Here is some more explanation from our inaugural post:
There will be some trial and error, but this is the time to launch. President-elect Obama and his team have little concept of history in the energy debate–what W.S. Jevons said about renewable energies in the 1860s or the perils of U.S. energy regulation learned from wartime planning and the 1970s. Some of us will dwell on this to add some unique perspective to the debate.
By the way, our blog name is inspired by the late Julian Simon (1932–1998). He labeled energy “the master resource” because it is the resource needed to bring other resources from a state of nature to one of human usefulness. Simon also used the term “the ultimate resource” to describe human ingenuity. As the institutional economist Erich Zimmermann once said, resources come from the mind, not the ground.
The post ended with a plea for open debate:
I do hope mainstream journalists and many other open-minded individuals will come our way in the great energy and climate debates. The Obama march to energy statism needs a lot of debate. Big Government Democrats are not the cure to Big Government Republicanism. Oil, natural gas, and coal are middle class, working class energies. Wind and solar are for the rich. Windpower, in particular, as my friend Robert Bryce has put it, is the ethanol of electricity. Maybe, just maybe, these parasitic, inefficient energies will get the scrutiny they deserve from all sides of the political spectrum.
Three thousand posts from nearly three hundred contributors later, we begin a new year.
From Al Gore to Barack Obama to Joe Biden–the climate alarmist/forced energy transformationist wing of U.S. politics carries on. With the controversial, problematic Green New Deal on full display, the strategy of the energy interventionists is to get through the back door what an informed Democracy rejects frontally (cap-and-trade, carbon taxes, etc.).

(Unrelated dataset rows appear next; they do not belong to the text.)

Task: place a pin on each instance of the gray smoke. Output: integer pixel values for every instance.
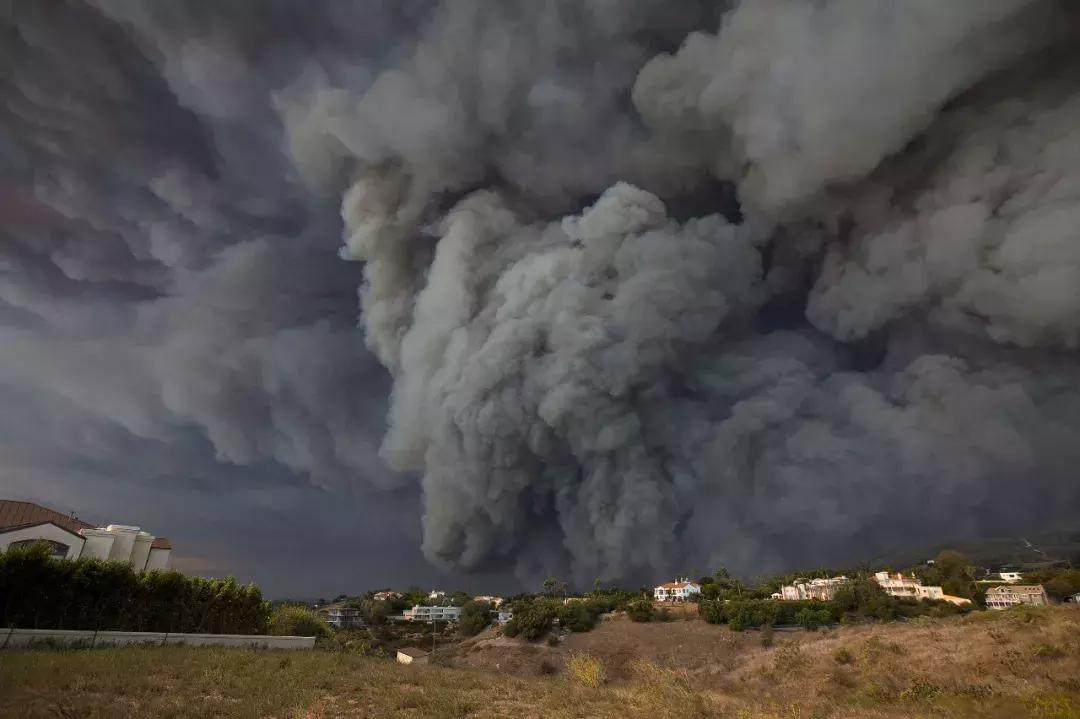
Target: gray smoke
(601, 363)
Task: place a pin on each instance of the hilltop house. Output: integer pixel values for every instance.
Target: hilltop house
(23, 524)
(680, 589)
(909, 587)
(419, 613)
(1013, 595)
(341, 616)
(822, 589)
(387, 596)
(412, 656)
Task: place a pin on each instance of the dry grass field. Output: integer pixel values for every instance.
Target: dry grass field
(1011, 664)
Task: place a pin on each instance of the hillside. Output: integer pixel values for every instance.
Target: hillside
(1012, 664)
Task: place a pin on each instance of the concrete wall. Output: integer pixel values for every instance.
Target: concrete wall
(50, 532)
(15, 638)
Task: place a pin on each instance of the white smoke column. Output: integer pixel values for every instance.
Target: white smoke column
(534, 356)
(799, 95)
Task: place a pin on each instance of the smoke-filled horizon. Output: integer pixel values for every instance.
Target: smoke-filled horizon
(644, 285)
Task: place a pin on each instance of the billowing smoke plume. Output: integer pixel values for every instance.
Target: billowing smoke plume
(602, 361)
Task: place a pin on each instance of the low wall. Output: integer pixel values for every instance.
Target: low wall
(13, 638)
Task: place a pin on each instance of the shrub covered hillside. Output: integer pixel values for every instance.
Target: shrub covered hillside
(38, 592)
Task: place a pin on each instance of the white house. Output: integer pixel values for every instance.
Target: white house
(1013, 595)
(823, 589)
(419, 613)
(678, 591)
(25, 523)
(909, 587)
(412, 656)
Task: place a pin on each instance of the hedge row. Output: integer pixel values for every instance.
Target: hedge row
(38, 592)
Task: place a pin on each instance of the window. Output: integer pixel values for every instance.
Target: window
(58, 550)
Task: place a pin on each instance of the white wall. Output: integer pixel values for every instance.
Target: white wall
(98, 543)
(123, 543)
(158, 559)
(50, 532)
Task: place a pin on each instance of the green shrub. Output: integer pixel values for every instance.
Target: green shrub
(42, 593)
(294, 621)
(531, 621)
(475, 618)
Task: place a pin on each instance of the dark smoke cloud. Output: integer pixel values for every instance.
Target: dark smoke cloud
(598, 361)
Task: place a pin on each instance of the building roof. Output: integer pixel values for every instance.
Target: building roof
(415, 653)
(13, 528)
(15, 514)
(1016, 588)
(23, 514)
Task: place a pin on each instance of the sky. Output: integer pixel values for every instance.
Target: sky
(347, 294)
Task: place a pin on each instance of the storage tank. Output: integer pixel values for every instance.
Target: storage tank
(123, 544)
(142, 551)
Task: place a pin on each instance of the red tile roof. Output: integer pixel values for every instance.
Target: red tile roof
(21, 514)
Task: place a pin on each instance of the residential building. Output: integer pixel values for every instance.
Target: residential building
(69, 538)
(412, 656)
(822, 589)
(342, 618)
(419, 613)
(1013, 595)
(910, 587)
(680, 589)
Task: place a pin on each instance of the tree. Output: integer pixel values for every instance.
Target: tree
(475, 618)
(297, 622)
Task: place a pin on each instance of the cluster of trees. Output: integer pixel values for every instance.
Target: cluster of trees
(39, 592)
(858, 600)
(1061, 584)
(535, 618)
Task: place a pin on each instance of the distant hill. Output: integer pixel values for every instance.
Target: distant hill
(1029, 551)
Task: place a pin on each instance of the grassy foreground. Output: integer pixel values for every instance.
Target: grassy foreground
(1012, 664)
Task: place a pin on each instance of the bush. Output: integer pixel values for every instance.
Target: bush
(41, 593)
(586, 670)
(530, 622)
(475, 618)
(294, 621)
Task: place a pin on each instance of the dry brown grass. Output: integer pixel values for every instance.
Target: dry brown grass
(1014, 665)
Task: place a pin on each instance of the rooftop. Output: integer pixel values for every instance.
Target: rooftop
(27, 514)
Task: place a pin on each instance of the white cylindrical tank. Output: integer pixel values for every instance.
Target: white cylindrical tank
(123, 544)
(142, 550)
(98, 543)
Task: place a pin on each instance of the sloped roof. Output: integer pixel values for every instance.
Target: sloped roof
(15, 514)
(21, 514)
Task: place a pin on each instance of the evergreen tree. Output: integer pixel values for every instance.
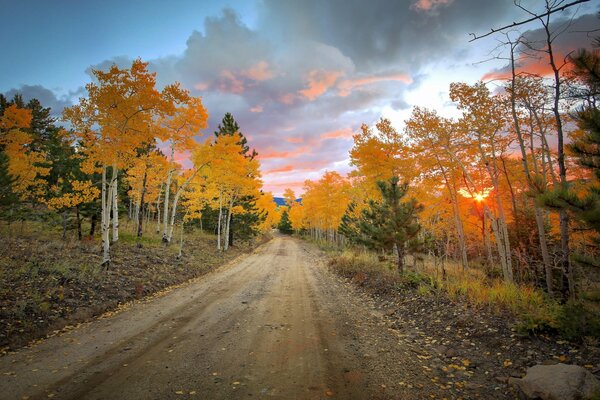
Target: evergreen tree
(243, 225)
(392, 223)
(587, 147)
(229, 126)
(285, 226)
(349, 225)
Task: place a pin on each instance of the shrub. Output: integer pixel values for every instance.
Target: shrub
(578, 320)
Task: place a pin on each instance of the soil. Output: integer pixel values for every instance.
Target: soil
(277, 324)
(47, 284)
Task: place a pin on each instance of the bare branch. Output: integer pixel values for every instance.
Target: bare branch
(535, 16)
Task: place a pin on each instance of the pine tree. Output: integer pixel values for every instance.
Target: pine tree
(229, 126)
(349, 225)
(392, 223)
(587, 146)
(245, 225)
(285, 226)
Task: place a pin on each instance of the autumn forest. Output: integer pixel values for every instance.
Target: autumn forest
(473, 233)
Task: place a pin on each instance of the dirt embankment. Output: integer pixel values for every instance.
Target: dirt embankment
(47, 284)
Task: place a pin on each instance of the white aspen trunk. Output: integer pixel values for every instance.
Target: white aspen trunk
(105, 223)
(158, 211)
(226, 244)
(539, 220)
(167, 193)
(486, 239)
(499, 223)
(136, 215)
(451, 186)
(181, 240)
(129, 214)
(219, 223)
(173, 211)
(459, 225)
(115, 205)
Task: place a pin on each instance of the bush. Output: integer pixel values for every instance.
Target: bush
(578, 320)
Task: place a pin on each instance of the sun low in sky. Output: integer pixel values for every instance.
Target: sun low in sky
(299, 77)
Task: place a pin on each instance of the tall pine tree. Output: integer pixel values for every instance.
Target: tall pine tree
(392, 223)
(243, 225)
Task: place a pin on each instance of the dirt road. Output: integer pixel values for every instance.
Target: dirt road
(276, 324)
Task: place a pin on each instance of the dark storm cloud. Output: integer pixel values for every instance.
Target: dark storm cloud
(378, 34)
(569, 34)
(307, 74)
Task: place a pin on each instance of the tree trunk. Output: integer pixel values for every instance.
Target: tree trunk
(115, 205)
(93, 222)
(64, 220)
(228, 225)
(140, 216)
(181, 240)
(158, 211)
(219, 223)
(400, 257)
(167, 193)
(567, 289)
(539, 220)
(106, 200)
(79, 234)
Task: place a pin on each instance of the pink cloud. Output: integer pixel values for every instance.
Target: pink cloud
(341, 133)
(201, 86)
(285, 168)
(287, 99)
(259, 72)
(429, 5)
(282, 154)
(527, 66)
(347, 85)
(230, 83)
(318, 83)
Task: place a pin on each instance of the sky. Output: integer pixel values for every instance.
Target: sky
(300, 77)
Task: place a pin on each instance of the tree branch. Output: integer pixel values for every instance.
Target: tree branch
(514, 24)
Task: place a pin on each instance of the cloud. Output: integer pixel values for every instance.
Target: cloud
(46, 97)
(342, 133)
(319, 82)
(306, 73)
(285, 168)
(259, 72)
(346, 86)
(575, 35)
(429, 5)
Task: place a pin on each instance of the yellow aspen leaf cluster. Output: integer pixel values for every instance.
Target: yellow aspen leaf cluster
(23, 162)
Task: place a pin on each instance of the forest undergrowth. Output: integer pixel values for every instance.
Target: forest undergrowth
(48, 284)
(526, 309)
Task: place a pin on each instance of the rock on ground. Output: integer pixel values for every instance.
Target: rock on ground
(557, 382)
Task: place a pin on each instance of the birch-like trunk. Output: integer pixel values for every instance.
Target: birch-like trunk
(173, 211)
(539, 219)
(158, 211)
(568, 283)
(115, 205)
(181, 240)
(166, 210)
(219, 223)
(105, 222)
(227, 226)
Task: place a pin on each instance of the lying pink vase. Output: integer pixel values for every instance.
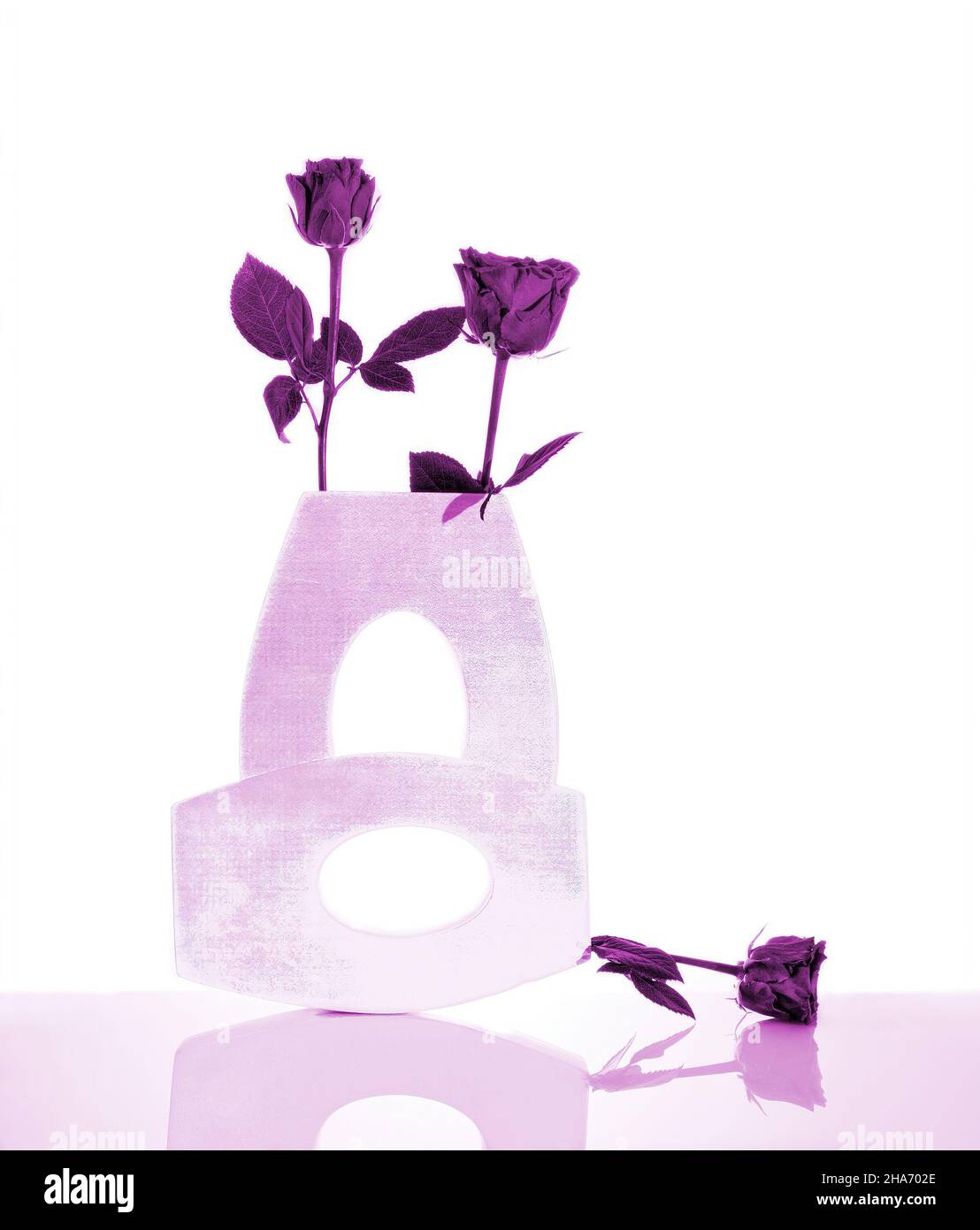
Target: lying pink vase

Long gone is the Democrats’ concern for the energy interests of the average person: everyday electricity users, motorists not wanting to depend on mass transit, rural dwellers dependent on propane, natural-gas and fuel-oil users in the Northeast. Higher energy prices is conservation, right? Dilute, intermittent, inferior energies are saving the planet, right? The Democrats, in other words, have been high-jacked by Malthusian environmentalists and a new set of crony capitalists.
President Trump identified and mobilized a new demographic: the forgotten man and woman. He served them well in many things energy (but could have been better on free trade and ethanol mandates, in particular). He was and will be the energy president, raising the bar and heightening expectations for affordable, plentiful, reliable energies–the ones that consumers naturally prefer and that leave taxpayers alone.
It is this legacy that will live on–and hamper energy interventionism in the Biden era. Soon enough, citizens and voters will wise up to the false promises and cronyism of political energy. MasterResource will be an intellectual resource to help win the day for the master resource and the human ingenuity behind it.